The felony case, a class action, was filed on behalf of three men who had been charged with nonviolent felony offenses, including driving under the influence and drug possession. The men were assigned bail amounts between $15,000 and $30,000. None of them could pay, and two of them remain detained since being brought into custody in mid-January. (The other made bail after about two weeks in jail.) Like the misdemeanor case, lawyers for the plaintiffs are arguing that such a bail system discriminates against poor inmates who are otherwise low risk.

But if the misdemeanor case was a big deal, the case currently in front of the court will be a game changer.

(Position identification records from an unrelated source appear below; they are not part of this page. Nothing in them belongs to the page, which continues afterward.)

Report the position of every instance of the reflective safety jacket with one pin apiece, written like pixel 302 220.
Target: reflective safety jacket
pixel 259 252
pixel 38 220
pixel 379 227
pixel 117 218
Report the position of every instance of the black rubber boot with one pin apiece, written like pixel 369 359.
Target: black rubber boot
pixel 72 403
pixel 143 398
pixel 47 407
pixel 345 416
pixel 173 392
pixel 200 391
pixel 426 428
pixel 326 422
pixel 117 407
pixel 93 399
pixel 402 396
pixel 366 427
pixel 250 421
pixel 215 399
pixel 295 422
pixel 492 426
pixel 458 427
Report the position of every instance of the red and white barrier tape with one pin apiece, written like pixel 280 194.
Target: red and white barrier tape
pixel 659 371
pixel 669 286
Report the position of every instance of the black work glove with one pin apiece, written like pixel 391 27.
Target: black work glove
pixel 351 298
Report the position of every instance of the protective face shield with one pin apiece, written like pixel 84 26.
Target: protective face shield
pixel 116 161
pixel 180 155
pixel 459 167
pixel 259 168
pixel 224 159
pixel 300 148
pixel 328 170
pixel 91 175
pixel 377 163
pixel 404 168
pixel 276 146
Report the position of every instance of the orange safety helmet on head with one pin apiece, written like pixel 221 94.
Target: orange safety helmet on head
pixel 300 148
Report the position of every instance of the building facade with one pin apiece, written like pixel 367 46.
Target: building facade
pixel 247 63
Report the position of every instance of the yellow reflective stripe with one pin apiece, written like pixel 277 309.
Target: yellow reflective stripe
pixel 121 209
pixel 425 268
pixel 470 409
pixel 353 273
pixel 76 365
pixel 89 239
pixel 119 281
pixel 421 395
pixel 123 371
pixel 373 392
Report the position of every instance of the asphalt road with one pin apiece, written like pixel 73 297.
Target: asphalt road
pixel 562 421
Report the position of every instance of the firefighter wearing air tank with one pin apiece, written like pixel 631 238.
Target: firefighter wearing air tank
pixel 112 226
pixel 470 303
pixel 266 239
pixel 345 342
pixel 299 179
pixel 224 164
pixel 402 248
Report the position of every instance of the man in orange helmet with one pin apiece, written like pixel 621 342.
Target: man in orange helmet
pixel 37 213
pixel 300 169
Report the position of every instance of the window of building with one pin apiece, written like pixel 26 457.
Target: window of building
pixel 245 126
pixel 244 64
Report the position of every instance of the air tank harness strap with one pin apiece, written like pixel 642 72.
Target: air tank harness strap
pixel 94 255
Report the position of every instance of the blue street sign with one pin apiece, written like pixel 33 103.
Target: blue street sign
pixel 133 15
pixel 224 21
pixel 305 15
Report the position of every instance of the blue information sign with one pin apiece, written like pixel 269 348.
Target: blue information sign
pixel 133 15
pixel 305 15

As of March 2016, misdemeanor defendants comprise only about 8 percent of the county jail’s pretrial population—felony defendants, meanwhile, account for the rest. In fact, 77 percent of the entire county jail population, or approximately 6,000 people, at any given time are felony defendants awaiting trial, most of them for nonviolent offenses. And like people charged with misdemeanors, most of the defendants in jail for felony charges are stuck there because they can’t afford a bond. Although there are no national figures available on how many people are in jail because they can’t pay, data from the Prison Policy Initiative says that every day, 465,000 people are held in jail pretrial, and the organization estimates that hundreds of thousands of these people are there because they can’t afford bail.

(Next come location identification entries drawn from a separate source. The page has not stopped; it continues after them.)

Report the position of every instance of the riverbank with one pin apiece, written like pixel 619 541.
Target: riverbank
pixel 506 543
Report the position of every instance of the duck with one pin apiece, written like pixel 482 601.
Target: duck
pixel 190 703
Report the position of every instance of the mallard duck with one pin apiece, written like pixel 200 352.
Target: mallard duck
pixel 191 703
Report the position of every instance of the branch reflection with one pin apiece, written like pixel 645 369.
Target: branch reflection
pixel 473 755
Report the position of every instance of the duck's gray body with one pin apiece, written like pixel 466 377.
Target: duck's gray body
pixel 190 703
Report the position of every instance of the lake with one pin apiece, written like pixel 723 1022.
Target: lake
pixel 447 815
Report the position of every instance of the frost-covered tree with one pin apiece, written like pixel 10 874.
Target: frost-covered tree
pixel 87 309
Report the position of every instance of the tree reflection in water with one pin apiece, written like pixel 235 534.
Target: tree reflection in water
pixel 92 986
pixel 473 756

If the district court sides with Karakatsanis and his clients, Harris County would be one of the largest in the country to severely limit the use of cash bail. The parties will be negotiating a settlement over the next several weeks, and Manne said he’s optimistic those talks will result in a similar outcome as the misdemeanor suit.

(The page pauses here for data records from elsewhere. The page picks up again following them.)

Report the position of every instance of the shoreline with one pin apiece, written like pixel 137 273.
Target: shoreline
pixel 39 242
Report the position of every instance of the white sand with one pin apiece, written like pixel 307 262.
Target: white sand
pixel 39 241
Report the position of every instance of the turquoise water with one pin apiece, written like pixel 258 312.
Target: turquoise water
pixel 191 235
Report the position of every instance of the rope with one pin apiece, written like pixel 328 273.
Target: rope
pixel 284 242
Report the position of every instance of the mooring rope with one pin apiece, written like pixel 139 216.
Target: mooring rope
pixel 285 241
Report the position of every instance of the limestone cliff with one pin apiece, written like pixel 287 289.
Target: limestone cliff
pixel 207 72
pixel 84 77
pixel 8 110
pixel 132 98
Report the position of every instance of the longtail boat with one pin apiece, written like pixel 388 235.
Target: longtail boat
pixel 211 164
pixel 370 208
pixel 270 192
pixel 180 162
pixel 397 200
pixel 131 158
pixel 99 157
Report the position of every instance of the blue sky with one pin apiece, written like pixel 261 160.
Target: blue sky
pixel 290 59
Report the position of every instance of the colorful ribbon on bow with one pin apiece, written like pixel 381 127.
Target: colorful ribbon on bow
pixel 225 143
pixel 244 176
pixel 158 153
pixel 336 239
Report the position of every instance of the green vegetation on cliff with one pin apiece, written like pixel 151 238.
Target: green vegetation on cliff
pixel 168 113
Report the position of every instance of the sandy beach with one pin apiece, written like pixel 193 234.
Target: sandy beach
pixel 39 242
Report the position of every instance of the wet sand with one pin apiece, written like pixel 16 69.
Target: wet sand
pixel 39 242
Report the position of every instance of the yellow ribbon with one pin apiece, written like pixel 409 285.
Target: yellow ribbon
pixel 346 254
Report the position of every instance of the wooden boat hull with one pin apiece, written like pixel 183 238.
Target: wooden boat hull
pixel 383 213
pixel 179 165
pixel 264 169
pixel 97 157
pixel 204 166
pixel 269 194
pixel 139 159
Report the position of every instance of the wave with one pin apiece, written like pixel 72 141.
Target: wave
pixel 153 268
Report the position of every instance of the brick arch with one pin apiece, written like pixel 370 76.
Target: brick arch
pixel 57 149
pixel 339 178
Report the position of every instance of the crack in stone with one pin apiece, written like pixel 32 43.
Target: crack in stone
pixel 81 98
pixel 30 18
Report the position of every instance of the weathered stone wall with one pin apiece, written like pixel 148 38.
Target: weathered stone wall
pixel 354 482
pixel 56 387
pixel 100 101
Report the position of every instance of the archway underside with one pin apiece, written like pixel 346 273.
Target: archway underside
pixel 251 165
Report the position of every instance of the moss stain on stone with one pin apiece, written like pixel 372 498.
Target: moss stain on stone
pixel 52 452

Just a year ago, such a case’s chance at success would have been slim in Texas. The misdemeanor case faced intense opposition from Republican misdemeanor judges, who said that letting so many people out before trial was a public safety risk. According to the Houston Chronicle, the county spent about $9 million on lawyers to defend itself against the lawsuit. The two misdemeanor judges who supported reform—the lone Democrat and a Republican—had for years tried in vain to enact change but couldn’t drum up the support needed from their Republican colleagues. 

Then came the midterms, when every one of the county’s 15 Republican misdemeanor judges was replaced by Democrats, many of whom explicitly supported the bail reforms during their campaigns. At least one new judge, Franklin Bynum, who now presides over a misdemeanor criminal court, specifically decided to throw his hat in the ring because of the lawsuit. “I decided to run in part because I saw what was happening and wanted to take the helm of the lawsuit and settle it and end this system for good,” said Bynum. “I hope people do realize that there’s great power in these judicial positions and go out and run for them and do good with them.” 

Beyond the direct impact the cases have on pretrial defendants, the fact that reform-focused judges aggressively campaigned on the issue—and won—means we might see more judges in the future using their power in the courtroom to disrupt the bail system. “I hope that can be a lasting legacy of this—that judicial elections won’t just be a contest for who can be harsher on impoverished people and people of color,” Karakatsanis said. 

And Karakatsanis is confident these cases will have effects far outside Harris County. “I think it’s inevitable now that the money bail system will crumble,” Karakatsanis says. “I’m not approaching it as winning a case—I’m approaching it as using this case to have a broader cultural conversation about the brutality and senselessness of the current mass incarceration apparatus. I think we’re going to be successful in explaining to people that the system has no justification.”